Allgemeines zum Thema Jazz

Die Entstehungsgeschichte des Jazz geht bis ins Jahr 1917 zurück. Dieser Musikstil ist dem Blues und der Musik der farbigen Sklavenarbeiter entlehnt. Folgende charakteristische Merkmale zeichnen sich ab:

  1. Die Persönlichkeit des Musikers steht im Vordergrund; der Interpret äußert mittels Stimme oder Instrument das, was er selbst erlebte und erfuhr.
  2. Die Improvisation, entweder frei oder nach musikalischer Vorgabe, und entweder von einem oder mehreren Instrumenten, quasi kollegial, ausgeführt, wird als Ausdrucksmittel verwendet.
  3. Die spontanen, unvermittelten, gefühlsgeladenen Interaktionen sorgen für einen spannenden, abwechlungs- und erlebnisreichen musikalischen Verlauf der Session.
  4. Die faszinierende Einmaligkeit der jeweiligen musikalischen Darbietung ist ein einzigartiges, in dieser speziellen Form nicht wieder zu erlangendes musikalisches Ereignis.
  5. Die Rhythmik ist der zentrale Aspekt, dem eine besondere Ausdruckskraft innewohnt. Der Pulsschlag der ehemals in Gefangenschaft geratenen Sklaven tritt hervor, der nunmehr frei zur Entfaltung gebracht wird.
  6. Der raue Stimmklang der Sänger bzw. der gefühlsgeladene Schrei nach Gerechtigkeit, nach der die Seele lechzt, tritt hervor.
  7. Die Tongebung orientiert sich am offenen Vokal.
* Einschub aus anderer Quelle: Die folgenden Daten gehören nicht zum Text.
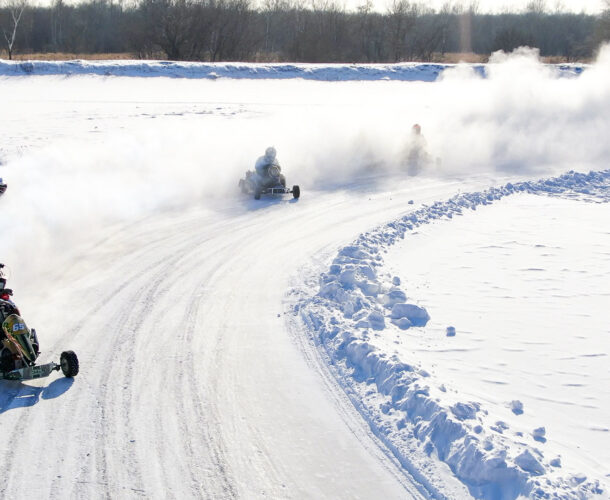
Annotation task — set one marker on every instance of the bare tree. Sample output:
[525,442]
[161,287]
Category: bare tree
[13,10]
[401,17]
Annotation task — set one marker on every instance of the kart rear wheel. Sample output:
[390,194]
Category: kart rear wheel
[69,363]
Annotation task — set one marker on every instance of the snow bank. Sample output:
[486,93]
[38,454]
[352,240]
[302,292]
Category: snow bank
[356,300]
[322,72]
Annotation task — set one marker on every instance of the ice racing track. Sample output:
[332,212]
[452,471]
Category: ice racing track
[195,383]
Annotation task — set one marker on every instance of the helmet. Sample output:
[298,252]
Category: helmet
[270,153]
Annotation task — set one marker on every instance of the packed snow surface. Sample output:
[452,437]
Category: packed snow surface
[385,336]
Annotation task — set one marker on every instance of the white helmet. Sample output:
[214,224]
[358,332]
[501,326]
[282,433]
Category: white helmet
[270,153]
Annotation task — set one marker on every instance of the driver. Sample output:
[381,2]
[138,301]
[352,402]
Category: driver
[264,162]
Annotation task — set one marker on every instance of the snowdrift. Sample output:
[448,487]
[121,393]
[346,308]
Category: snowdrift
[321,72]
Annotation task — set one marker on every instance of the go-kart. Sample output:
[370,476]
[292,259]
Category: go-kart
[272,182]
[19,346]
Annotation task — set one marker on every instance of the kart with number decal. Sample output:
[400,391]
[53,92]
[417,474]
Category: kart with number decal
[19,346]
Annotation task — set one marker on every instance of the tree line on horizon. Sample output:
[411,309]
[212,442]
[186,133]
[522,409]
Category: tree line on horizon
[292,30]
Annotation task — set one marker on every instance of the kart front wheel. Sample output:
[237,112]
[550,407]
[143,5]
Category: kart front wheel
[69,363]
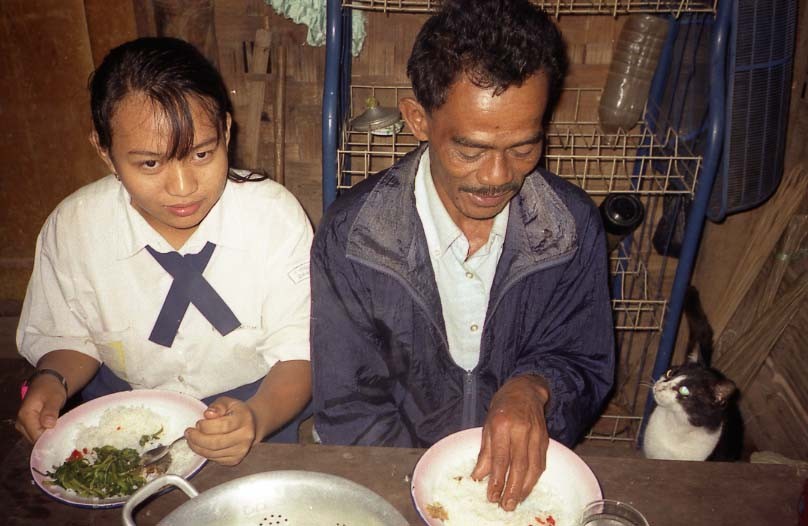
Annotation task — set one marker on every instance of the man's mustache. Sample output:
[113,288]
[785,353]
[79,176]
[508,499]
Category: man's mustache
[490,191]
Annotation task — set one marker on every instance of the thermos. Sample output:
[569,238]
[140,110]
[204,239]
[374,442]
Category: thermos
[633,64]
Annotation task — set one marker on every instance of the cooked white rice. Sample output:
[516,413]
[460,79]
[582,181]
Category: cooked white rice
[464,501]
[122,427]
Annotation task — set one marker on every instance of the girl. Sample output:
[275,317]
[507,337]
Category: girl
[175,272]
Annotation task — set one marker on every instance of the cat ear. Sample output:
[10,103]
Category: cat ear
[723,391]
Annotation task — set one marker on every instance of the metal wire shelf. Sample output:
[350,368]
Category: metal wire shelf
[634,309]
[556,7]
[636,161]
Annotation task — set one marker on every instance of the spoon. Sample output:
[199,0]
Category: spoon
[153,455]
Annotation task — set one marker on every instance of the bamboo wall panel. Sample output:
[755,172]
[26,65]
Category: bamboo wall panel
[236,23]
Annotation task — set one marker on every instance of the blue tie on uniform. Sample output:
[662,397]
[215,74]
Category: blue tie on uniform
[189,286]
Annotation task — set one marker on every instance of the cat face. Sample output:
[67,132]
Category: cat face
[696,391]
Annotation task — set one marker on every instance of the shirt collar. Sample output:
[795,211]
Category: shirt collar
[441,231]
[135,233]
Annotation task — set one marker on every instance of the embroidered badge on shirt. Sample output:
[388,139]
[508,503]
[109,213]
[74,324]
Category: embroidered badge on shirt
[299,273]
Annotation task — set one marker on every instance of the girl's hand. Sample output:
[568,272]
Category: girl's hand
[40,407]
[226,434]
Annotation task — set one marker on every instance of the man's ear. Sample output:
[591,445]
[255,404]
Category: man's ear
[416,117]
[103,153]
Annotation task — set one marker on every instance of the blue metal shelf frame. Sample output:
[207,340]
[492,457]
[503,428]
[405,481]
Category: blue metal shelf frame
[698,210]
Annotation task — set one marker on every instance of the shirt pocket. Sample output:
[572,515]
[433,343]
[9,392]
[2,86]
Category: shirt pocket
[246,346]
[116,351]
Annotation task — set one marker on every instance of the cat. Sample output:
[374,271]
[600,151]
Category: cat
[696,416]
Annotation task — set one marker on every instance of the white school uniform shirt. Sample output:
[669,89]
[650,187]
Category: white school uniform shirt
[95,289]
[464,283]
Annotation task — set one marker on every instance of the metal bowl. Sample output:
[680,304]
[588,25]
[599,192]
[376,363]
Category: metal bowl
[289,498]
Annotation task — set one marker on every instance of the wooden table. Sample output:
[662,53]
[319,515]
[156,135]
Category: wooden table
[669,493]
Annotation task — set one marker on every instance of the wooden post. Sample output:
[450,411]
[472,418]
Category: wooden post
[256,85]
[280,116]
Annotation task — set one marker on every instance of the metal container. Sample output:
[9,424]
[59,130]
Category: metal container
[376,117]
[290,498]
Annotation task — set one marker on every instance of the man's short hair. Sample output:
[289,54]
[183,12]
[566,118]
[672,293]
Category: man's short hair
[495,43]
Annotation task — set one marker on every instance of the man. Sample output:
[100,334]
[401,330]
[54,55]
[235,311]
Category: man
[464,286]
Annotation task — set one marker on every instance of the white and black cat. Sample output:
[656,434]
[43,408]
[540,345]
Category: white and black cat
[696,417]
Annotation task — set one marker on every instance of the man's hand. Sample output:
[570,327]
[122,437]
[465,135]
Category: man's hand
[40,407]
[514,441]
[226,434]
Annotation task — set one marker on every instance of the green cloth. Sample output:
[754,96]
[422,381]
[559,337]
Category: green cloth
[313,14]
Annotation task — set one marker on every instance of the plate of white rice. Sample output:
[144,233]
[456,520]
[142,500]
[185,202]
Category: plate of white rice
[119,420]
[444,493]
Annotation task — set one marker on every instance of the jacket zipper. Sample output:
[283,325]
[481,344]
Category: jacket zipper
[469,400]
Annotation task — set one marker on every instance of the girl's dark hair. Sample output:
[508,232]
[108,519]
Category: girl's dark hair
[496,43]
[169,72]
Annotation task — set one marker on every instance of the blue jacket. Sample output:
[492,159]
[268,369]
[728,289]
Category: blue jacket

Der Jazz eröffnete ganz neue, allumfassende Möglichkeiten, sämtliche Musiksparten betreffend. Die Verschmelzung von afroamerikanischen Elementen der Volksmusik, wie z.B. gefühlsgeladene Rhythmik, freie Improvisation, offene Tongebung (siehe Negro Spiritual, Worksong, Blues) mit europäischen Bestandteilen, wie z.B. Tonsystem, Melodik, Harmonik, Formsatz, Instrumentierung (siehe Tanz- Marsch- Unterhaltungs- und Popularmusik) sind der Grund dafür, dass heutzutage  Musikformen integriert wurden, die nahezu ganz von der traditionellen afroamerikanischen Ursprünglichkeit losgelöst sind. Die Entwicklung des Jazz vollzog sich summa summarum wie folgt: New Orleans Jazz (ab 1905), Dixieland Jazz (ab 1910), Chicago Jazz (ab 1919), Swing (ab 1926), eine der populärsten Stilrichtungen der Jazzgeschichte, nebenbei bemerkt, sowie Bebop (ab 1940), Latin Jazz (ab 1947), Cool Jazz (ab 1948), Hard Bop (ab 1955), Free Jazz (ab 1958), Jazz Fusion (ab 1968) und viele weitere, die ihre Weiterführung im zeitgenössischen Stil fanden.